Nous parlons souvent d’équilibre comme s’il s’agissait d’une vertu absolue, d’une preuve de maturité, comme si une vie réussie consistait à maintenir toutes ses sphères parfaitement alignées en permanence, sans qu’aucune ne prenne davantage d’espace qu’une autre. L’intention est noble puisqu’elle cherche à éviter l’épuisement et à préserver ce qui compte réellement, mais à force d’ériger l’équilibre en idéal, nous avons progressivement créé une pression plus subtile, celle de devoir réussir sans trop s’investir, ambitionner sans intensité visible et progresser sans jamais laisser paraître de déséquilibre.

Or, toute progression réelle exige que l’on accepte, à certains moments, de redéfinir clairement ses priorités et d’en assumer pleinement les conséquences.

Brad Stulberg, qui s’intéresse à la performance durable, rappelle que la croissance ne s’inscrit pas dans une stabilité linéaire, mais bien dans une succession de cycles où l’intensité et la récupération coexistent et se répondent. Les athlètes alternent les phases de surcharge et de repos, les saisons se succèdent sans chercher à se ressembler, et la nature elle-même ne tente jamais d’uniformiser ses périodes les plus exigeantes, elle les traverse avec cohérence.

Avec l’arrivée du printemps, j’entre moi aussi dans une phase plus exigeante, une période où l’essentiel de mon énergie sera orienté vers la préparation des examens menant au titre de planificateur financier. En 2022, j’ai échoué à cette épreuve, une expérience à la fois déstabilisante et profondément formatrice qui m’a obligé à revoir ma façon d’aborder mes priorités. J’ai compris que certains objectifs ne se réalisent pas en périphérie de notre attention, mais qu’ils exigent d’en devenir le centre, au moins pour un temps, avec tout ce que cela implique sur le plan des choix et des renoncements.

Je choisis donc d’assumer cette intensité avec lucidité et intention, non pas comme un déséquilibre subi, mais comme l’expression d’une priorité clarifiée et pleinement assumée dans le temps.

Nous opposons souvent obsession et équilibre comme s’ils étaient incompatibles, alors que toute réalisation significative requiert une forme d’engagement profond, soutenu et volontaire, qui peut s’apparenter à une obsession maîtrisée lorsqu’elle est alignée avec des valeurs claires et inscrite dans une durée limitée. Le véritable risque ne réside pas dans l’intensité elle-même, mais dans l’absence de rythme, dans cette illusion que l’on pourrait demeurer en permanence dans un état d’effort maximal sans jamais revenir vers une forme d’équilibre plus large.
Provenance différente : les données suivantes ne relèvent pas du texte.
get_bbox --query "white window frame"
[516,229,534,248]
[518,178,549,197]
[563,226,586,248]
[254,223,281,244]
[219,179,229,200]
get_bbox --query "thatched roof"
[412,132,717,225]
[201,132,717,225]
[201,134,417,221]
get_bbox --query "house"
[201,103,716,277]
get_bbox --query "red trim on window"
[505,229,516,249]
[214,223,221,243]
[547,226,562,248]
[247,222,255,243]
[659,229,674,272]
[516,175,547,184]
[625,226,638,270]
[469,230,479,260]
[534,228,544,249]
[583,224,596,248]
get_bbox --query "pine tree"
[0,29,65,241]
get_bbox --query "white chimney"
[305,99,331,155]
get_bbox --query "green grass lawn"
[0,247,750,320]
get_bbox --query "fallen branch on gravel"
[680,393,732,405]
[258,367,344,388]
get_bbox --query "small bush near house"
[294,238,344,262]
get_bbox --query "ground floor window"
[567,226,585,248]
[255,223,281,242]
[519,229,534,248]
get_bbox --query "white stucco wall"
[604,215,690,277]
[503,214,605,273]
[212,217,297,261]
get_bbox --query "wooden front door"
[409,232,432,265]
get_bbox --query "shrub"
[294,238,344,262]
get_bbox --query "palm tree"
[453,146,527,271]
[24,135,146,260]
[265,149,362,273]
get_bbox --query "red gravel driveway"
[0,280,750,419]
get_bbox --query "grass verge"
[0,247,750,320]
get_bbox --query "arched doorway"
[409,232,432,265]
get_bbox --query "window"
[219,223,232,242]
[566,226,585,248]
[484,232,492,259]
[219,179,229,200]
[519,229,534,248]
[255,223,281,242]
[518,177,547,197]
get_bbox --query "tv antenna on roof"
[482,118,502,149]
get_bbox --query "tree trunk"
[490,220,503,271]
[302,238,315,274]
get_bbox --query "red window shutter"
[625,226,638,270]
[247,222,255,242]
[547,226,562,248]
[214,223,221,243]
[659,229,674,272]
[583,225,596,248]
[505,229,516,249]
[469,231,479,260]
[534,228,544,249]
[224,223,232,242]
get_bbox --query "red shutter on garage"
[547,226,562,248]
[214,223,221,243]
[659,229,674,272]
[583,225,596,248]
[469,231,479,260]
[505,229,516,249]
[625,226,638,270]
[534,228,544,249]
La notion de saisonnalité apporte ici une perspective plus juste et plus humaine, puisqu’elle ne glorifie ni l’épuisement ni la dispersion, mais reconnaît simplement qu’il existe des périodes pour approfondir et d’autres pour élargir. L’équilibre ne se définit pas comme un état figé que l’on devrait maintenir en tout temps, mais comme le résultat d’un mouvement conscient, d’une alternance assumée entre engagement total et retour au centre.
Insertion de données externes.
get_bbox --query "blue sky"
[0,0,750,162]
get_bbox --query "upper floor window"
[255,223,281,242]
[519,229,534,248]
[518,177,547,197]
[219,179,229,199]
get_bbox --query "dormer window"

À vouloir demeurer constamment parfaitement équilibrés, nous risquons surtout de rester en surface et de ne jamais accorder à nos projets l’espace qu’ils méritent réellement pour se déployer pleinement.

Ce printemps sera donc une saison d’effort structuré et d’intensité réfléchie, une période choisie et assumée dans laquelle je concentre volontairement mon énergie. Lorsque juin sera derrière moi, je reviendrai vers un rythme plus large, non pas avec la sensation d’avoir sacrifié l’équilibre, mais avec celle d’avoir honoré une priorité qui méritait toute mon attention.

L’équilibre n’est pas l’absence de tension, c’est la capacité de choisir où la concentrer, et pour combien de temps.

Source :

Brad Stulberg. The Way of Excellence. HarperOne, 2026.